Saving Life and Property

Maitland’s Boat Brigade for Times of Flood

Colourful streamers stretched across the water and spectators lined the riverbanks, while the Federal Band played upbeat tunes and ladies served tea from a patriotically decorated tent. The impressive turnout was for the 1915 Carnival at the Horseshoe Bend of the Hunter River at Maitland, hosted by the West Maitland Water Brigade. The afternoon’s events were outlined in a special programme, which now survives among a collection of ephemera (paper items) collected by the Brigade, also including a 1912 rule booklet, a printed meeting notice form, and the Brigade’s minute book for 1908 to 1912. 

The Hunter River/Coquun provided amusement and sport for local people at such events, but ironically, it was the flooding of that same watercourse that constantly threatened residents with loss of property, and their lives. Recurring floods have always been, and remain, an integral part of the life in the Hunter Valley.

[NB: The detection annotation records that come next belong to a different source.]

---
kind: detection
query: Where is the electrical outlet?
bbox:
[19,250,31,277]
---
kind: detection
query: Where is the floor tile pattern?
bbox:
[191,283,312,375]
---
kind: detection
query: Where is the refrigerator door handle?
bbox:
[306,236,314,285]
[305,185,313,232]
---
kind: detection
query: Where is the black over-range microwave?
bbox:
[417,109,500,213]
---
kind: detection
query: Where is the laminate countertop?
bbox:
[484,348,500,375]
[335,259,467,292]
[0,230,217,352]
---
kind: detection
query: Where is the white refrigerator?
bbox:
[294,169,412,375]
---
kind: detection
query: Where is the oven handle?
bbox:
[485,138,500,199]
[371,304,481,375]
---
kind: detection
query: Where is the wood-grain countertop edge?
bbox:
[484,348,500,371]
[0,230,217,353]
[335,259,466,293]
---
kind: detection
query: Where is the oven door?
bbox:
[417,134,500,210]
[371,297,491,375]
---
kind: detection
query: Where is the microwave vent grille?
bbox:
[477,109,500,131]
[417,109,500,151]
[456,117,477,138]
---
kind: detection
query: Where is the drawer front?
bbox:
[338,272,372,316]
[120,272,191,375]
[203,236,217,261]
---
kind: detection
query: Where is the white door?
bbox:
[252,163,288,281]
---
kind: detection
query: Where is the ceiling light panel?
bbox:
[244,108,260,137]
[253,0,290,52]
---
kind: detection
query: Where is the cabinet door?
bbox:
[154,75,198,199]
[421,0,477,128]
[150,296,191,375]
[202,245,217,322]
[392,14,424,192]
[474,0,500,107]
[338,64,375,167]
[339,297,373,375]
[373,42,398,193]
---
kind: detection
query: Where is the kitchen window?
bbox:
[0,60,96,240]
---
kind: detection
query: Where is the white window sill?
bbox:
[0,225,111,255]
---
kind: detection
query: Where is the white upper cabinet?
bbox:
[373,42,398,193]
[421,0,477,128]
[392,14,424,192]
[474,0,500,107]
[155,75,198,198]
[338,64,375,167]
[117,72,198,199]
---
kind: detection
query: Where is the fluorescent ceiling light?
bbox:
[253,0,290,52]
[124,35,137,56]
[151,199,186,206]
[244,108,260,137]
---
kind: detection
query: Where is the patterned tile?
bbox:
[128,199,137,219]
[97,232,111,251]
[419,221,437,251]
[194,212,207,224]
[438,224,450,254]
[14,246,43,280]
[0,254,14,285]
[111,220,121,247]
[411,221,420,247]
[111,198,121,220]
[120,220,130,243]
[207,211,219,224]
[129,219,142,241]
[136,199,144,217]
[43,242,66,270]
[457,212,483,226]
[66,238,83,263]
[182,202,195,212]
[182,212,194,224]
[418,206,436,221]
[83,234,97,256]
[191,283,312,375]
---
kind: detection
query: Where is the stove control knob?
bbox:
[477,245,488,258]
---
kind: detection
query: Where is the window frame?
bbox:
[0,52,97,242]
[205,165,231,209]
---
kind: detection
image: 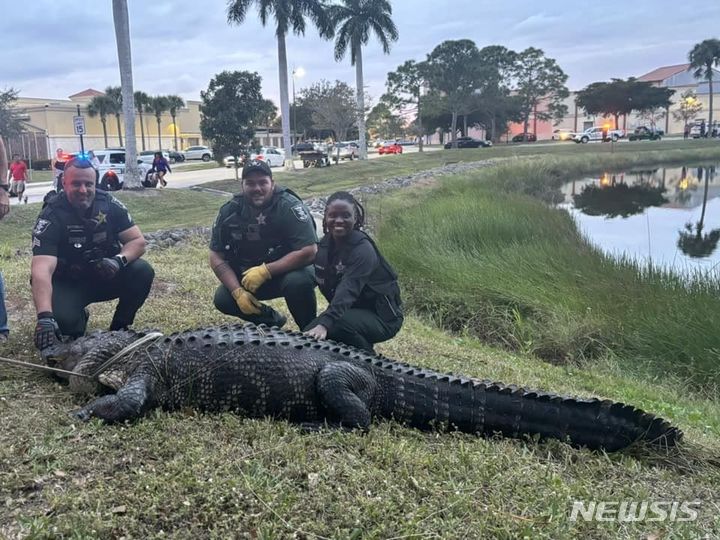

Following devastating flooding in 1870, the water brigade was formed by the local council, and drew on volunteer community members who could both swim and row. The brigade’s regattas were held regularly since the 1870s, but their work wasn’t all boat races and games. The crew never knew when they would be needed, so they trained regularly and maintained a boatshed on the riverbank, from which they could quickly launch their rescue boats during times of flood.

But despite helping in numerous floods, the organisation and its membership struggled at various times. A new committee was appointed in 1909 and the 1915 carnival was a popular success, but the Brigade became dysfunctional by the 1920s. Its rescue work was taken over by the West Maitland Rowing Club, surf boat crews from elsewhere, and today, the State Emergency Service (SES). This document collection now survives as a reminder of Maitland’s early efforts in community flood rescue.